Morning rush hour commuters pass by a CNBC crew in front of the New York Stock Exchange in September 2006. The channel has adopted a policy that prohibits guests from appearing on rival channels amid breaking news.
The tension over the policy with one of its peers offers a window into the intensity of the cable battles over what's called booking — landing interviews with key financial players, commentators, insiders and analysts.
"Every network should be trying to hustle to get content that's distinctive to their channel," said Andrew Morse, president of Bloomberg Television's U.S. operations. "That's our job. We're in the news business."
But Morse said Bloomberg doesn't try to dictate who can appear elsewhere.
"We want to talk to the newsmaker," Morse said. "If there's news we also understand, though, that newsmakers need to get their information out. People aren't in the world of just consuming one source of news and information now."
Politico was first to report the policy last week. CNBC's top spokesman initially denied to Politico that any such explicit policy existed. But a guest interviewed on CNBC earlier this month shared with NPR a copy of an email from a CNBC producer earlier this month.
It carried this warning in red:
"CNBC POLICY REMINDER: Per CNBC policy, we cannot use guests who have a same-day appearance on Fox Business or Bloomberg...By accepting a booking with CNBC, you acknowledge and accept the terms of this policy."
So much of broadcast news revolves around the booking — with the pressure on the booker to land the guest.
"Bookers are a unique life form in the ecosystem of news gathering," said former top CNBC executive Jonathan Wald, now the executive producer of Piers Morgan Tonight on CNN. "They are often the snipers who sit waiting for their prey, drinking black coffee, smoking cigarettes and striking at the ideal moment."
Wald said that he has issued strict instructions that Morgan will not interview guests once they've appeared on certain other shows.
"You don't want to follow," Wald said, "and so you'll do whatever you can to impress upon the guest ... the need to be on your show or your network first."
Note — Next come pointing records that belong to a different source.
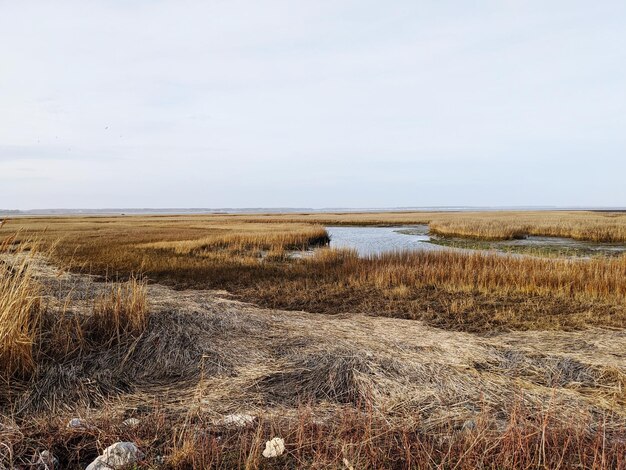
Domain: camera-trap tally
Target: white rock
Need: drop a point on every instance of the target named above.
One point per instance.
(77, 423)
(240, 421)
(274, 448)
(46, 461)
(131, 423)
(117, 456)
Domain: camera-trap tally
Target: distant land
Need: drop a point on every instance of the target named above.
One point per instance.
(279, 210)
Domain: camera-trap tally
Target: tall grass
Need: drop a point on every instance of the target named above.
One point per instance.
(120, 312)
(21, 309)
(31, 333)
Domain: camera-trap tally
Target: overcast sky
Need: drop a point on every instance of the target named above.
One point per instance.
(312, 104)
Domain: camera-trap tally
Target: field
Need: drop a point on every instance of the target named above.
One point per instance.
(405, 360)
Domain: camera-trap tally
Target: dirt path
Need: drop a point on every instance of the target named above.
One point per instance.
(204, 350)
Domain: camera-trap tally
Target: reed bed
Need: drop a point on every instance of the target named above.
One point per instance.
(598, 227)
(253, 259)
(21, 309)
(34, 332)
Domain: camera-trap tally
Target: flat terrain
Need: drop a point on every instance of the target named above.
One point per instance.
(407, 360)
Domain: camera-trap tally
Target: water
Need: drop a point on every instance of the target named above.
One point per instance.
(373, 240)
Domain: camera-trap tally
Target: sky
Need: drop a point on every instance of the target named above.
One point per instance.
(340, 103)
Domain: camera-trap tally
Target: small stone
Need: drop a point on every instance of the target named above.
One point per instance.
(274, 448)
(131, 423)
(46, 461)
(117, 456)
(77, 423)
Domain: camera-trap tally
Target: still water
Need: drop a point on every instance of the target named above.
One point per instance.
(373, 240)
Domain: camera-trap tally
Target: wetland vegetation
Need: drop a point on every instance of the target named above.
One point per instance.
(426, 357)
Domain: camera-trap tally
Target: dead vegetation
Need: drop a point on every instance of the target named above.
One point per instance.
(251, 259)
(542, 385)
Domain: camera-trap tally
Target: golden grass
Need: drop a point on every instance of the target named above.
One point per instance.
(120, 312)
(21, 308)
(249, 256)
(30, 335)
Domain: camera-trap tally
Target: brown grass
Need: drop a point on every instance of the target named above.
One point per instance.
(351, 439)
(31, 334)
(250, 258)
(21, 309)
(343, 391)
(120, 312)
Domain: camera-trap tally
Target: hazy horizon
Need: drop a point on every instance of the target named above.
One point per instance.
(328, 104)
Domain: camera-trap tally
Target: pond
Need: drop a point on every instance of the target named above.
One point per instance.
(374, 240)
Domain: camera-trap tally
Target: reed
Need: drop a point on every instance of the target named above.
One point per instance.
(21, 308)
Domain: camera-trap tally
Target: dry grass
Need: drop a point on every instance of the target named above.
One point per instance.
(21, 309)
(36, 329)
(120, 312)
(250, 258)
(373, 392)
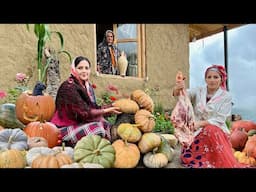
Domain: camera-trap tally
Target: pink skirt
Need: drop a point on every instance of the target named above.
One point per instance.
(211, 148)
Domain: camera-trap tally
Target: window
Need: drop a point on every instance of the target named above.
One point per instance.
(130, 39)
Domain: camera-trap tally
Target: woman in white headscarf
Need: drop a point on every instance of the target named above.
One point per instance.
(211, 147)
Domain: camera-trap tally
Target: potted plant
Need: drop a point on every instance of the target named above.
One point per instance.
(43, 35)
(40, 106)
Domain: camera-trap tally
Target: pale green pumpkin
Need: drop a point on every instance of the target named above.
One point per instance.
(12, 158)
(94, 149)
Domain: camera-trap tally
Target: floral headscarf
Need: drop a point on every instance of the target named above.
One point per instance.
(221, 70)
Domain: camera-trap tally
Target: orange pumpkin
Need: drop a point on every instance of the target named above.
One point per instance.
(145, 120)
(129, 132)
(143, 99)
(250, 146)
(46, 130)
(31, 108)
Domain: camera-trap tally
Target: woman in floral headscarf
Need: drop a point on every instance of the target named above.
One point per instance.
(211, 147)
(107, 54)
(77, 113)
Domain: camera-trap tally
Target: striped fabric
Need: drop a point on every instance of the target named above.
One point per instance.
(70, 135)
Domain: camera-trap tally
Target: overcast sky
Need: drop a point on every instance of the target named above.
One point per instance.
(241, 65)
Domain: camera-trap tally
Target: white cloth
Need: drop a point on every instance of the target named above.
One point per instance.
(215, 111)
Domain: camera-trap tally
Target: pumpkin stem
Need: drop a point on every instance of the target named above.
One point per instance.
(10, 141)
(96, 151)
(63, 146)
(38, 89)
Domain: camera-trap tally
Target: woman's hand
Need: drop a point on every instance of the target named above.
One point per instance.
(113, 110)
(199, 124)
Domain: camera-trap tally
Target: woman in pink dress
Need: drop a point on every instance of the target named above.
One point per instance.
(211, 147)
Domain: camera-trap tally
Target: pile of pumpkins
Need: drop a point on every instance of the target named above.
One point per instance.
(28, 140)
(243, 140)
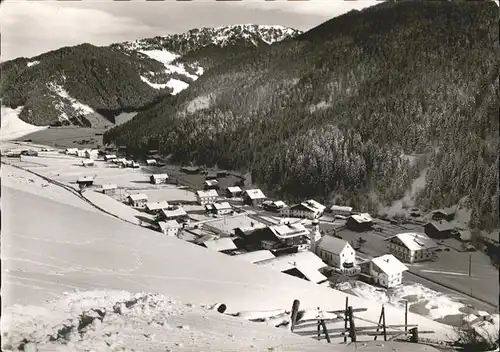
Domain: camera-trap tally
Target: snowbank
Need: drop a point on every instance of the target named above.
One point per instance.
(13, 127)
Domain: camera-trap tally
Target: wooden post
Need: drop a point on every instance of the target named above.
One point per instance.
(379, 322)
(325, 331)
(295, 310)
(406, 316)
(383, 322)
(352, 327)
(345, 316)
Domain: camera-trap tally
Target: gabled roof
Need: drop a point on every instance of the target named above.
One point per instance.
(256, 256)
(160, 176)
(389, 264)
(138, 196)
(222, 206)
(362, 218)
(255, 193)
(157, 205)
(288, 231)
(174, 212)
(415, 240)
(208, 193)
(340, 208)
(332, 244)
(108, 186)
(169, 224)
(221, 244)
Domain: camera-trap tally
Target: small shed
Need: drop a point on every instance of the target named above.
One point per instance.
(359, 222)
(158, 178)
(109, 188)
(137, 200)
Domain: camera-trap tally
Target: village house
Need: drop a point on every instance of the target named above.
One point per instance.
(177, 213)
(233, 192)
(87, 163)
(170, 227)
(309, 209)
(109, 189)
(275, 238)
(256, 256)
(155, 207)
(340, 210)
(447, 214)
(211, 184)
(412, 247)
(253, 197)
(440, 230)
(305, 265)
(224, 245)
(71, 151)
(190, 170)
(359, 222)
(223, 208)
(206, 197)
(91, 153)
(85, 181)
(275, 206)
(109, 157)
(337, 253)
(151, 162)
(137, 200)
(387, 271)
(158, 178)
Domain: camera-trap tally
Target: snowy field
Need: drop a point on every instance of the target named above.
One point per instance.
(120, 321)
(64, 248)
(13, 127)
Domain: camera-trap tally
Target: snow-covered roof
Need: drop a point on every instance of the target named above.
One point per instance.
(169, 224)
(108, 186)
(307, 263)
(157, 205)
(256, 256)
(389, 264)
(255, 193)
(415, 240)
(85, 179)
(288, 231)
(159, 176)
(340, 208)
(332, 244)
(222, 206)
(208, 193)
(138, 196)
(221, 244)
(362, 218)
(174, 212)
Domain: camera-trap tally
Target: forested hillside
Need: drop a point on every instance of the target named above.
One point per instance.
(351, 111)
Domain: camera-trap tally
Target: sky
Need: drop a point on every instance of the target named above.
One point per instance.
(29, 28)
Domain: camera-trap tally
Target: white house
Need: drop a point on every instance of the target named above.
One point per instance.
(387, 271)
(337, 253)
(158, 178)
(137, 200)
(170, 227)
(155, 207)
(341, 210)
(412, 247)
(206, 197)
(309, 209)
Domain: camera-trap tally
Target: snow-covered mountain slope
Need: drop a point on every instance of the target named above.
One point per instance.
(63, 248)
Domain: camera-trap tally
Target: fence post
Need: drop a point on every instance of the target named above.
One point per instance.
(352, 328)
(293, 317)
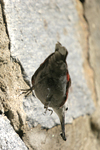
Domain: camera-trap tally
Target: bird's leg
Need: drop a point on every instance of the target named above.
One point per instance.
(48, 99)
(60, 111)
(27, 91)
(63, 129)
(46, 107)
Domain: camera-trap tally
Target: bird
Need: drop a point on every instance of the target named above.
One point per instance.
(51, 82)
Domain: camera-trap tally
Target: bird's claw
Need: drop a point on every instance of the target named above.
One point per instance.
(47, 109)
(63, 136)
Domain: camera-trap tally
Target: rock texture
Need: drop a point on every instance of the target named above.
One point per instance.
(29, 31)
(34, 28)
(9, 140)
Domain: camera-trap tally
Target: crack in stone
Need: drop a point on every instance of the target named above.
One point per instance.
(88, 55)
(24, 74)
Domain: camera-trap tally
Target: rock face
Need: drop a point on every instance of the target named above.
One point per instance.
(9, 140)
(29, 31)
(34, 28)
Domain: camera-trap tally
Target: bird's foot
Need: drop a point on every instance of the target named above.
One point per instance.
(63, 136)
(26, 92)
(47, 109)
(66, 109)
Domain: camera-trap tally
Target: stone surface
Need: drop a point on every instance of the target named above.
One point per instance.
(34, 27)
(92, 12)
(9, 140)
(84, 132)
(79, 137)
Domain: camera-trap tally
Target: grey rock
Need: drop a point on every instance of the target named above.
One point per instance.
(34, 28)
(9, 140)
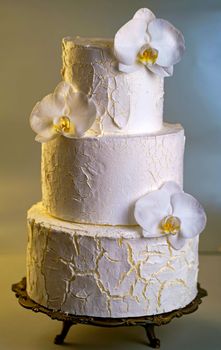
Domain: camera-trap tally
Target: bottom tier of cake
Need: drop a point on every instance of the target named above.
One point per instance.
(106, 271)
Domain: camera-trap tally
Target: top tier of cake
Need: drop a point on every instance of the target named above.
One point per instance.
(126, 103)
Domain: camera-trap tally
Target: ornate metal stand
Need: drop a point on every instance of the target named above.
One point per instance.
(148, 322)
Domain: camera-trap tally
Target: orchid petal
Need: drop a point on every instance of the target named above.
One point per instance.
(150, 210)
(43, 114)
(145, 14)
(128, 68)
(161, 71)
(129, 39)
(82, 112)
(191, 214)
(63, 89)
(168, 40)
(176, 241)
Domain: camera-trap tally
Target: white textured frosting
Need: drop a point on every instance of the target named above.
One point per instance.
(106, 271)
(126, 103)
(98, 179)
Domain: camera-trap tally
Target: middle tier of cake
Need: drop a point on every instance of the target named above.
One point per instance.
(98, 179)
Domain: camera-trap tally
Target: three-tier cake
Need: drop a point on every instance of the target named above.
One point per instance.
(115, 234)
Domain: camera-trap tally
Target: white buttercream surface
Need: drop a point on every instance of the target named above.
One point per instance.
(106, 271)
(126, 103)
(97, 180)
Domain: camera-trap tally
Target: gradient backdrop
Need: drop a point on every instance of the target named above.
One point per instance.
(30, 56)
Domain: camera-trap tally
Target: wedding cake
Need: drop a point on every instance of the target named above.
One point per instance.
(115, 234)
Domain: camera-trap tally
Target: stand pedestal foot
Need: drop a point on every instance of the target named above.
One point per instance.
(154, 341)
(59, 339)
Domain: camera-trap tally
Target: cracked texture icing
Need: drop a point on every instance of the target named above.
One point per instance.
(98, 180)
(126, 103)
(106, 271)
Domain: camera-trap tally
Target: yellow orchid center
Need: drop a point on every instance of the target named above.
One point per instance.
(148, 56)
(170, 224)
(64, 125)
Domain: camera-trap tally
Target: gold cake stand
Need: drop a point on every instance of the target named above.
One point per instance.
(148, 322)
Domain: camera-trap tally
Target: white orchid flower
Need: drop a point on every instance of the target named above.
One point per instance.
(150, 41)
(64, 112)
(172, 213)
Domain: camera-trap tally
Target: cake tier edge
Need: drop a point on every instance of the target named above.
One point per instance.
(103, 271)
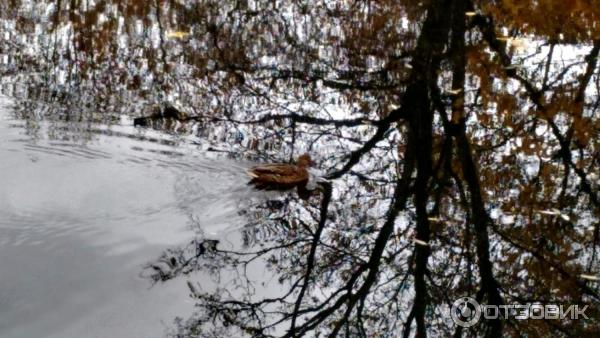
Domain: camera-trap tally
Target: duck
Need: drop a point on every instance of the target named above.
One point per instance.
(284, 176)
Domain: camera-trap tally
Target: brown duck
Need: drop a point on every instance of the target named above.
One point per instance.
(282, 176)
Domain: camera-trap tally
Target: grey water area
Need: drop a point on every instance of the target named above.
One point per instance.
(79, 220)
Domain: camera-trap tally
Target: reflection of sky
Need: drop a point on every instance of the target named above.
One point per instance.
(78, 223)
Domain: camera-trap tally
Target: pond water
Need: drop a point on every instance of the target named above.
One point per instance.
(78, 221)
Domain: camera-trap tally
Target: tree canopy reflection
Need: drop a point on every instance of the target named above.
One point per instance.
(460, 138)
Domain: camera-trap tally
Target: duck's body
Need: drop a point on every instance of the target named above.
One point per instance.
(282, 176)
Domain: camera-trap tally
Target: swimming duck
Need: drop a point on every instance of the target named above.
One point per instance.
(283, 176)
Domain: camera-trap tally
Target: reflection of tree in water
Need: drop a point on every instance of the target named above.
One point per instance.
(461, 138)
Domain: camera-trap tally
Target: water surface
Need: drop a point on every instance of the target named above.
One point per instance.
(82, 211)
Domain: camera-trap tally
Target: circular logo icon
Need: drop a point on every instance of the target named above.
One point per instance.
(465, 312)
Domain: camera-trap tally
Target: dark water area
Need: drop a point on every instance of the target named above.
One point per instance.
(79, 219)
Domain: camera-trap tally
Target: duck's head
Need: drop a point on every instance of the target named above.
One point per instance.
(305, 161)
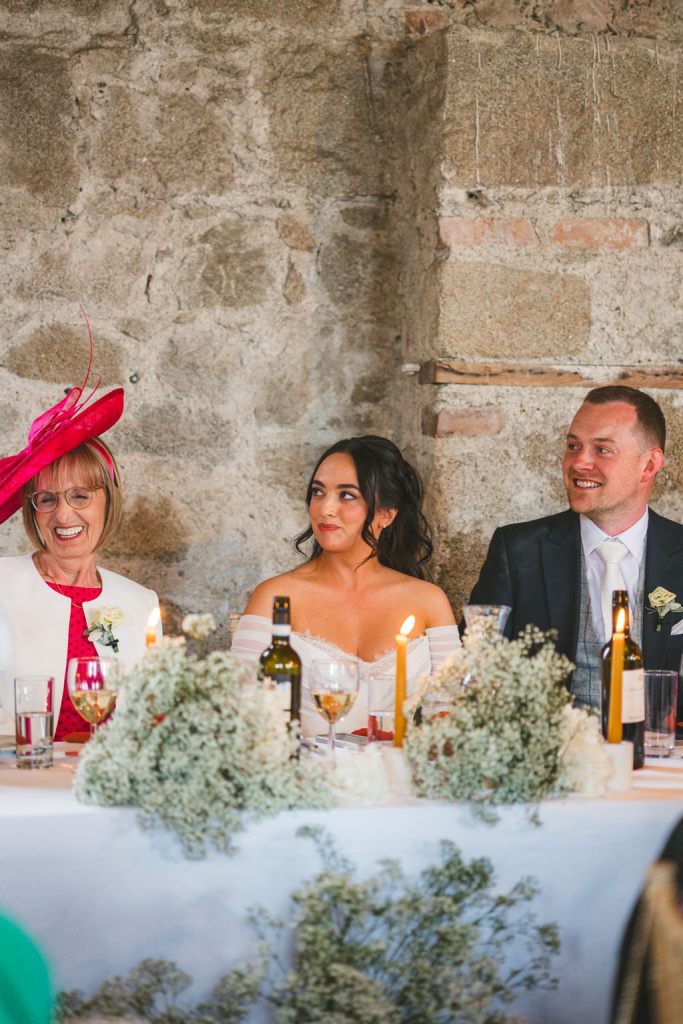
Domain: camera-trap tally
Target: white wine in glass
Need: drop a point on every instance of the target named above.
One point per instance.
(334, 686)
(93, 684)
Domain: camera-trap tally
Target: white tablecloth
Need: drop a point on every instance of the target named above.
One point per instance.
(99, 894)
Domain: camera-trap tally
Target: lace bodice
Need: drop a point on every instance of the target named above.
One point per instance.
(425, 653)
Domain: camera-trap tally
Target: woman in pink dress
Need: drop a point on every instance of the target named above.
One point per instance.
(68, 485)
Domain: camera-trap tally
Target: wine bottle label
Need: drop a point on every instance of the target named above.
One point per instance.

Last October, CNBC's Julia Boorstin snagged a direct interview with Disney CEO Robert Iger as the company acquired LucasFilm for roughly $4 billion.
She believed she had an exclusive — and was witnessed berating Iger's team minutes later as he walked to speak live by satellite with an anchor for Bloomberg TV.
Boorstin argued Iger could speak only to her network.
Several former CNBC producers told me that policy reflects a heightened competition because of new players in financial news TV. Bloomberg Television has become a more serious player in competing for major interviews, and News Corp. launched Fox Business Network five years ago. Last year, News Corp. allowed a partnership between The Wall Street Journal and CNBC to lapse, though its reporters sometimes still appear on its air.
CNBC had no official comment. But some executives there said Bloomberg reporters sometimes play fast and loose in claiming exclusives. Bloomberg's Trish Regan on Friday referred to an exclusive interview she had in speaking the evening before with billionaire investor Carl Icahn.
But Regan's off-camera interview was less exceptional than advertised. Icahn had also been interviewed by a CNBC reporter that Thursday night, and he appeared live on CNBC that Friday.
Privately, several CNBC executives ask: Why shouldn't they press their advantage with their new policy? After all, they said, they have a bigger television audience of investors, corporate executives, analysts and advertisers.
Meanwhile, Bloomberg's Morse said he has taken to poking CNBC by slapping up a caption that says "FIRST ON BLOOMBERG" over an interview — regardless of whether the guest has appeared elsewhere.
The caption is literally true: It marks the first time that person appeared on Bloomberg TV that day.
But that gibe is sure to fly over the heads of viewers — and to drive rival news organizations nuts.